Greve dos bancos ganha força e fecha mais de 9.000 agências

Categoria exige reajuste salarial de 11,93%; paralisação começou na última quinta (19)

Greve dos bancos ganha força e fecha mais de 9.000 agências

O terceiro dia da greve dos bancários conseguiu fechar pelo menos 9.015 agências e centros administrativos de bancos públicos e privados em 26 Estados e no Distrito Federal nesta segunda-feira (23), informa balanço divulgado pela Contraf-CUT (Confederação Nacional dos Trabalhadores do Ramo Financeiro).  

A paralisação, que acontece por tempo indeterminado, atinge mais de 40% das 21.500 agências de atendimento em todo o País. No primeiro dia de greve, na quinta-feira (19), haviam sido fechadas 6.145 unidades. Já no segundo dia as paralisações alcançaram 7.282 dependências, um salto de 18,5%.
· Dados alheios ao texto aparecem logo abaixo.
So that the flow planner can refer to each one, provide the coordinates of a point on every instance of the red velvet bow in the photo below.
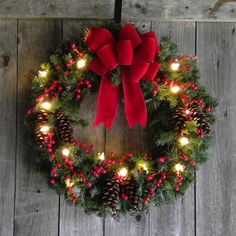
(136, 54)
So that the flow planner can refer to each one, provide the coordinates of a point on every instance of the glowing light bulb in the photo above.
(183, 141)
(81, 63)
(175, 66)
(43, 73)
(143, 166)
(65, 152)
(179, 167)
(175, 89)
(123, 172)
(46, 105)
(45, 129)
(101, 156)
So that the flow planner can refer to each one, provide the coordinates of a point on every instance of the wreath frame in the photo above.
(177, 139)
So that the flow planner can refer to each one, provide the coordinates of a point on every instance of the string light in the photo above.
(175, 89)
(65, 152)
(46, 105)
(43, 73)
(175, 66)
(123, 172)
(179, 167)
(81, 63)
(143, 166)
(69, 183)
(45, 129)
(101, 156)
(183, 141)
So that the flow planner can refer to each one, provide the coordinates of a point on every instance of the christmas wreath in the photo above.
(160, 90)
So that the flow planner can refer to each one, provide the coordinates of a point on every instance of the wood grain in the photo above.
(36, 205)
(178, 10)
(178, 218)
(216, 181)
(120, 139)
(73, 220)
(56, 8)
(8, 79)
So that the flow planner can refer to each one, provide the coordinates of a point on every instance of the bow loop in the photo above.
(136, 56)
(128, 32)
(124, 51)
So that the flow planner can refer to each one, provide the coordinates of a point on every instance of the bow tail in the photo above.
(135, 107)
(107, 102)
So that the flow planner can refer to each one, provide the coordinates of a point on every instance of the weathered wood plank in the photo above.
(36, 205)
(120, 139)
(216, 181)
(8, 78)
(178, 218)
(184, 9)
(57, 8)
(73, 220)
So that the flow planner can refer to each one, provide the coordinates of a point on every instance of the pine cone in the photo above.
(131, 190)
(110, 194)
(201, 119)
(64, 127)
(41, 120)
(179, 118)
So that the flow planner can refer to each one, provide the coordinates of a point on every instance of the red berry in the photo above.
(201, 136)
(52, 156)
(146, 199)
(179, 183)
(161, 159)
(69, 189)
(72, 201)
(185, 158)
(151, 189)
(192, 162)
(176, 188)
(163, 175)
(124, 197)
(71, 167)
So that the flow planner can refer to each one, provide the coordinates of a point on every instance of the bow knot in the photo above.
(136, 55)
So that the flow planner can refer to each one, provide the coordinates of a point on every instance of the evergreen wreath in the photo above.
(179, 111)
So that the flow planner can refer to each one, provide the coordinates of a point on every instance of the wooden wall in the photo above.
(27, 206)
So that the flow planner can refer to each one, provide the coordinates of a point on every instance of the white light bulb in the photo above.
(175, 89)
(187, 111)
(43, 73)
(81, 63)
(45, 129)
(175, 66)
(183, 141)
(46, 105)
(123, 172)
(69, 183)
(101, 156)
(179, 167)
(66, 152)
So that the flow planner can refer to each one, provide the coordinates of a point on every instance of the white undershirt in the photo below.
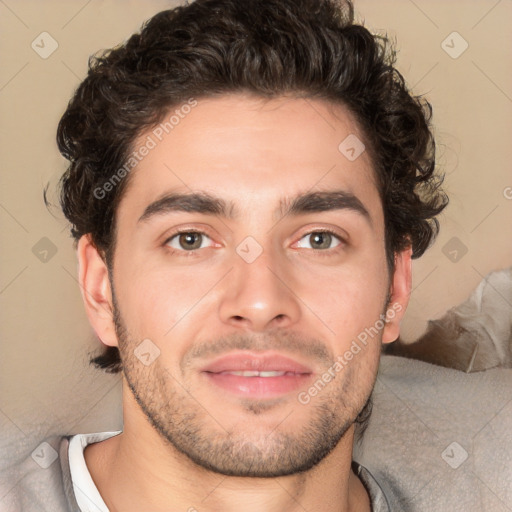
(87, 495)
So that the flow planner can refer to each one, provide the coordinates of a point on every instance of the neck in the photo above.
(139, 470)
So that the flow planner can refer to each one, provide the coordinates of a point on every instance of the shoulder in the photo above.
(39, 480)
(440, 439)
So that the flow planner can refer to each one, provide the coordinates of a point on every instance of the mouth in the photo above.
(255, 375)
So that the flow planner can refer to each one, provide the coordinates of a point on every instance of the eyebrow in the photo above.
(205, 203)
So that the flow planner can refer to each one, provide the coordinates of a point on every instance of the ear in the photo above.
(96, 291)
(400, 292)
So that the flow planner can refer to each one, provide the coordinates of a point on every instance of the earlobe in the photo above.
(400, 292)
(96, 291)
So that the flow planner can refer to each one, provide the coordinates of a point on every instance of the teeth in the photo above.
(256, 374)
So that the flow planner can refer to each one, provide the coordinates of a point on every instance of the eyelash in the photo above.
(193, 253)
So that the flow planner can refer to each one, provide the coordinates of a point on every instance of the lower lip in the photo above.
(259, 387)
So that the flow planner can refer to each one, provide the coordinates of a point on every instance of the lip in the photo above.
(291, 374)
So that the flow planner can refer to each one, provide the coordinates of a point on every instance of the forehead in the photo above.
(252, 152)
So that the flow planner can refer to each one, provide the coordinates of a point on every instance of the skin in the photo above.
(295, 299)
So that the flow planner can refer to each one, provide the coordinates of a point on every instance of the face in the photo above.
(251, 283)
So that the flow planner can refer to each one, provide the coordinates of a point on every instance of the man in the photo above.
(248, 183)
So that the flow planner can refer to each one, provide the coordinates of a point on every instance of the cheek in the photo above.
(347, 299)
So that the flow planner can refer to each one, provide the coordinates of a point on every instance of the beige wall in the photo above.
(44, 380)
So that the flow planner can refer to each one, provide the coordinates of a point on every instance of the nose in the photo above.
(260, 295)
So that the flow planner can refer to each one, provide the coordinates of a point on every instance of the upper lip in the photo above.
(251, 361)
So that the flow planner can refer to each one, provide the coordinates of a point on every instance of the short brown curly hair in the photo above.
(305, 48)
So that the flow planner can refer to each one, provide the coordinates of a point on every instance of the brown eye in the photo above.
(320, 240)
(187, 241)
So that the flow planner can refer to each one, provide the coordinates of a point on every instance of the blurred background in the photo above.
(456, 53)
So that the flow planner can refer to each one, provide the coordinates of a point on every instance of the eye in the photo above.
(188, 241)
(322, 240)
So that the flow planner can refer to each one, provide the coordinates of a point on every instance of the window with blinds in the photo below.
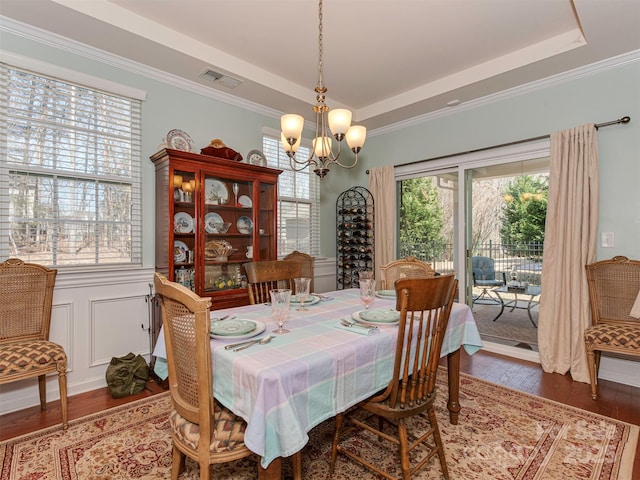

O presidente da Contraf-CUT e coordenador do Comando Nacional, Carlos Cordeiro, afirmou que os bancários estão cada vez mais indignados com o silêncio da Fenaban (Federação Nacional dos Bancos).

— Por isso, o movimento se amplia rapidamente a cada dia em todo o País. Os banqueiros não atenderam às reivindicações da categoria na mesa de negociação e agora estão sentindo a força da mobilização.

Exigências

Os bancários de instituições públicas e privadas entraram em greve após reivindicar um aumento salarial de 11,93% — o que corresponde a 5% de aumento real, descontada a inflação — e receber dos bancos proposta de reajuste de 6,1%. A decisão da greve ocorreu em assembleia realizada no último dia 12.

Para atender ao público durante o período de greve, os caixas de autoatendimento vão continuar funcionando. Os clientes também poderão usar o internet banking e o aplicativo do banco no celular (mobile banking).

Os correspondentes bancários como casas lotéricas, agências dos Correios, redes de supermercados e outros estabelecimentos comerciais credenciados estarão abertos para as transações financeiras.

O cartão de crédito é outra alternativa para pagar contas básicas como água, luz ou telefone. Porém, o serviço pode gerar taxa de até R$ 16 por boleto.